Radiographic Findings. One of the hallmarks of ankylosing spondylitis is involvement of the sacroiliac joints, and this has been the key radiographic finding that is needed to help confirm the diagnosis. In patients in whom ankylosing spondylitis is highly suggested and the plain radiographs do not reveal sacroiliac joint involvement, MRI has become the test of choice because it is more sensitive than plain radiographs to detect early changes of sacroiliac joint involvement. The earliest sign of involvement on MRI is bone marrow edema of the sacroiliac joint.
In the early stage of the disease, the bone on both sides of the sacroiliac joint and the bony borders are indistinct (see Plate 5-31). Later, the cartilage space narrows and erosions appear in the bordering bone. In the late stages, radiographs show complete ankylosis of the sacroiliac joints (see Plate 5-30). After the disease has progressed to involve the lumbar and thoracic spine, the facet borders become indistinct; then the cartilage space appears narrowed, and, later, bony ankylosis is apparent. Ossification of the outer layers of the anulus fibrosus is usually first seen at the L1-2 and T11-12 levels; later, the perispinous calcification spreads upward and downward. In severe, advanced disease, the calcification is continuous throughout the spine, producing a “bamboo spine” radiographic appearance (see Plate 5-30). There are specific proliferative changes in the last stages of ankylosing spondylitis, such as syndesmophytes, bridging syndesmophytes, ankylosis of the facet joints, calcification of the anterior longitudinal ligament, and anterior atlantoaxial (C1-2) subluxation, that are characteristic. Fractures can also be seen on radiographs, because minor movements with little trauma in late-stage disease may lead to spinal fractures. In advanced disease, there is radiographic evidence of bony ankylosis in many facets, together with the perispinous calcification. Axial joints can also be affected in ankylosing spondylitis, which include the hips and shoulders, with radiographic changes that are similar to those seen in rheumatoid arthritis (see Plate 5-30).

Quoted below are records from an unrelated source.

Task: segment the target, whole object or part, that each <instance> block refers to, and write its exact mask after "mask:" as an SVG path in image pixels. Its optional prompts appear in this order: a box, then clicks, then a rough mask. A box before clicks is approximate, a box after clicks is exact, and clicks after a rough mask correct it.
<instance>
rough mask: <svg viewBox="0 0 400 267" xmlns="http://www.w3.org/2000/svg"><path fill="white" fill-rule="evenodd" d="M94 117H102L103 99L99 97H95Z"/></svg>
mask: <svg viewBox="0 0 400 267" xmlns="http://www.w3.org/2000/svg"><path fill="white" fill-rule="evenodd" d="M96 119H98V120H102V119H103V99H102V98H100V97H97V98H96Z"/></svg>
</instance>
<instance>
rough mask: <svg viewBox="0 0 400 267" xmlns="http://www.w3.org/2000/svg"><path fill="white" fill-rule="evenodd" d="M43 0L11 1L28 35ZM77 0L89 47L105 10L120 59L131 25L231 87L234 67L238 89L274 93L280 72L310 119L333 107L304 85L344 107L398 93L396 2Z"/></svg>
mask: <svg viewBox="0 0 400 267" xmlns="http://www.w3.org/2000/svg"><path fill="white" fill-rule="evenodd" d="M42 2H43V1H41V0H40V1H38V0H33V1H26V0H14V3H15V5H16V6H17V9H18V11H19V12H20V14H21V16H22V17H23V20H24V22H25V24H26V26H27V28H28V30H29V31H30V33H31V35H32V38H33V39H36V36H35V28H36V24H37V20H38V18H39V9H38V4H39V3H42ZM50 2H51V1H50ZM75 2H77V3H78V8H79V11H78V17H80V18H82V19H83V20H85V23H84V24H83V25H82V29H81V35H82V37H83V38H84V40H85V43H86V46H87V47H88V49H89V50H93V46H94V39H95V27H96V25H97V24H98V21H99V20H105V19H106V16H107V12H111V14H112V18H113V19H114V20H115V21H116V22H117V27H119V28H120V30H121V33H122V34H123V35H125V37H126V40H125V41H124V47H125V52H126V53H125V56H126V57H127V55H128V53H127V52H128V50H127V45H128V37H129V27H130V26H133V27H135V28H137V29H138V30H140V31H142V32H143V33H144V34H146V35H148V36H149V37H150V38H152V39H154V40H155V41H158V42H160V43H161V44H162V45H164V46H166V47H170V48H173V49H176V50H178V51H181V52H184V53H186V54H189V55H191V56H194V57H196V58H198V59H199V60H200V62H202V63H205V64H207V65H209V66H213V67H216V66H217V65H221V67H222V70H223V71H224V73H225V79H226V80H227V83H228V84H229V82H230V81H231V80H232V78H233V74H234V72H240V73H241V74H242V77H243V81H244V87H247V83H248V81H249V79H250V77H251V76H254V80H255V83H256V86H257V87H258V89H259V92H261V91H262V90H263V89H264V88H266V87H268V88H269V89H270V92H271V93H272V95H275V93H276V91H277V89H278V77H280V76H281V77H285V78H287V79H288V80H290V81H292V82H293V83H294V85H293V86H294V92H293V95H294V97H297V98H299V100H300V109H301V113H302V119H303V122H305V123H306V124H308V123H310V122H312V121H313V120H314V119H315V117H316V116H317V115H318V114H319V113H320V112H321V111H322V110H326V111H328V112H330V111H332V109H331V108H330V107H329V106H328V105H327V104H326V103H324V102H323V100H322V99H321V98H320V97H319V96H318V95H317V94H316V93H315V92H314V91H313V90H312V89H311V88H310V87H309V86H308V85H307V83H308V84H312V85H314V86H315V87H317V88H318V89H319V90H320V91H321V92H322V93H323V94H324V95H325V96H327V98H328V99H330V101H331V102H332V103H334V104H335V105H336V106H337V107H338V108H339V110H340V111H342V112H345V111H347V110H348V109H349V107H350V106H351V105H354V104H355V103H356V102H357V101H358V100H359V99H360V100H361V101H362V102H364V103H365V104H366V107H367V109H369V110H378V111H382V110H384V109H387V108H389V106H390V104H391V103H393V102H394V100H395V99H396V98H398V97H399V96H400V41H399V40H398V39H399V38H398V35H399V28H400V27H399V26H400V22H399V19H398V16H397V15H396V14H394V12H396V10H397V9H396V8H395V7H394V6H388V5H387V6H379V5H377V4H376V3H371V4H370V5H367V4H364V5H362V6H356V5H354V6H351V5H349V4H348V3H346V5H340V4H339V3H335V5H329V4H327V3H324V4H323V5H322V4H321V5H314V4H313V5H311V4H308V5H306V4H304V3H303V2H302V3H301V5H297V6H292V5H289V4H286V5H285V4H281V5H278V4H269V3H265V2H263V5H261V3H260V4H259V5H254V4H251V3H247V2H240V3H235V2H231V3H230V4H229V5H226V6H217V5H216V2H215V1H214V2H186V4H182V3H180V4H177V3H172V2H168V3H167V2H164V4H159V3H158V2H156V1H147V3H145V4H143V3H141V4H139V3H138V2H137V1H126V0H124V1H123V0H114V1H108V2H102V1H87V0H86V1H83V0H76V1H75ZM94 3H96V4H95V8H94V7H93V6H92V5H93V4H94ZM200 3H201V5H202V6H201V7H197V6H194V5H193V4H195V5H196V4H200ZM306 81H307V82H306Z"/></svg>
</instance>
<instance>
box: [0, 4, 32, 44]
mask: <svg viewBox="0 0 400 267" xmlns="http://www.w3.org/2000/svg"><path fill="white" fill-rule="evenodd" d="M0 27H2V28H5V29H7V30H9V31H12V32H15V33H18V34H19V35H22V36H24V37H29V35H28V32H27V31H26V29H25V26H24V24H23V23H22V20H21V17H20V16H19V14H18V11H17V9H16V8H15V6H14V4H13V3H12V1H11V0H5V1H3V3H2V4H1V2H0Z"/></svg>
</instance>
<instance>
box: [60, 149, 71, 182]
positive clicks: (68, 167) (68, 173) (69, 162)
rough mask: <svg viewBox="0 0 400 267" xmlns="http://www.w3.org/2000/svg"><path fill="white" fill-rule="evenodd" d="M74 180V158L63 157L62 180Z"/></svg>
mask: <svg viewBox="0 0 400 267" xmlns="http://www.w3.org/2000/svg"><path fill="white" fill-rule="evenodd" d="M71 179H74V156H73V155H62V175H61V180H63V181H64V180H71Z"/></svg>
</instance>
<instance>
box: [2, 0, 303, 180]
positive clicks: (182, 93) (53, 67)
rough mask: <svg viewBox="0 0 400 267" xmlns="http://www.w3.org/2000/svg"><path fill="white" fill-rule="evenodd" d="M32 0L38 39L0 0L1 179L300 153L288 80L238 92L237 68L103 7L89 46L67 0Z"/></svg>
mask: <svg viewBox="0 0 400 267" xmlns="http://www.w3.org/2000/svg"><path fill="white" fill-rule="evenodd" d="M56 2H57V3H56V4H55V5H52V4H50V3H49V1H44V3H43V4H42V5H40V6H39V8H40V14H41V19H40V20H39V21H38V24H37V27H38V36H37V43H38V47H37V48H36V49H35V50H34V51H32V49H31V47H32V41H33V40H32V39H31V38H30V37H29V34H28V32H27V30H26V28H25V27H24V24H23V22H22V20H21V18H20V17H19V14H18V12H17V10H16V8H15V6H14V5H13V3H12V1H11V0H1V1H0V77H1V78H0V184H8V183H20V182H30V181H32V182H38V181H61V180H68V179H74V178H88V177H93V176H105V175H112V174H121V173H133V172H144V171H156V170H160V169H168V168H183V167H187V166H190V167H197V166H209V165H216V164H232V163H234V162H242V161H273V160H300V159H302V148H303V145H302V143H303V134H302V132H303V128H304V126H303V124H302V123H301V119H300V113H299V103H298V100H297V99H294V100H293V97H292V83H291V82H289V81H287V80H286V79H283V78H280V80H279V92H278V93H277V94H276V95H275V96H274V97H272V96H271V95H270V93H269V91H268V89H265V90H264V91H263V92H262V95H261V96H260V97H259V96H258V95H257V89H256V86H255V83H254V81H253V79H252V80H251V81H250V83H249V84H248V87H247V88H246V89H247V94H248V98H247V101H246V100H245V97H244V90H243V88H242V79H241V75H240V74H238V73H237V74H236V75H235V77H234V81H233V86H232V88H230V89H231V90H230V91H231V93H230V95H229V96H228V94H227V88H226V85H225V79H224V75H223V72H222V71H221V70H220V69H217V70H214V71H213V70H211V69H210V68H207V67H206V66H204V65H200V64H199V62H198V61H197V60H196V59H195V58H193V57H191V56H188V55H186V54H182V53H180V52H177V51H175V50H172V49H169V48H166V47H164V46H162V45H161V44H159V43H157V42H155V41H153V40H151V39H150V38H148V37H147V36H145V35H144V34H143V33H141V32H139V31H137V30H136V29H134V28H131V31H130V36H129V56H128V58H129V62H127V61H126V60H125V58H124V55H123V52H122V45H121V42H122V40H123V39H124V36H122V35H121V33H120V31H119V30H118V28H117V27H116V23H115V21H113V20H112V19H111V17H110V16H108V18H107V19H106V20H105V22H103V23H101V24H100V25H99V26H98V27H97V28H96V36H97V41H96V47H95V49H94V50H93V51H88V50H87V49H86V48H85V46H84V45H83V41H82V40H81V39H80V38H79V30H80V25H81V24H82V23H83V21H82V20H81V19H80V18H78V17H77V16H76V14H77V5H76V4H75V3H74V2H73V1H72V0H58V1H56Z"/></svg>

Treatment/Prognosis. There has been remarkable advance in the management of ankylosing spondylitis over the past decade. The basis for these updates involves the development and validation of a new disease activity score and the new classification criteria for axial spondyloarthritis. New guidelines for the management of ankylosing spondylitis from the 2010 updated consensus of the ASAS/EULAR committee that include evidence-based disease management recommendations have been published. In general, the recommendations include a multidisciplinary approach using both pharmacologic and nonpharmacologic therapies. In addition, tailored approaches to manage ankylosing spondylitis now have included more focused treatment aimed at the predominant symptoms of ankylosing spondylitis, axial involvement, and enthesitis-related or predominantly peripheral arthritis. Extra-articular manifestations should also be treated. Although treatment of ankylosing spondylitis may be similar to that of rheumatoid arthritis in certain aspects, the new recommendations continue to recommend a very restricted role for traditional DMARDs, such as sulfasalazine or methotrexate, and systemic corticosteroids. When peripheral arthritis is predominate, sulfasalazine may be helpful; however, there are few high-quality, controlled trials of methotrexate in the treatment of ankylosing spondylitis. Regarding the recommendation for the use of anti–TNF-α agents, there are two changes. The use of anti–TNF-α agents is recommended for patients fulfilling modified New York criteria for definitive ankylosing spondylitis or the ASAS criteria for axial spondyloarthropathy. The pretreatment period using at least two NSAIDs before biologic therapy is significantly shorter—4 weeks, compared with 3 months. This leads to an earlier initiation of treatment within the ankylosing spondylitis disease spectrum.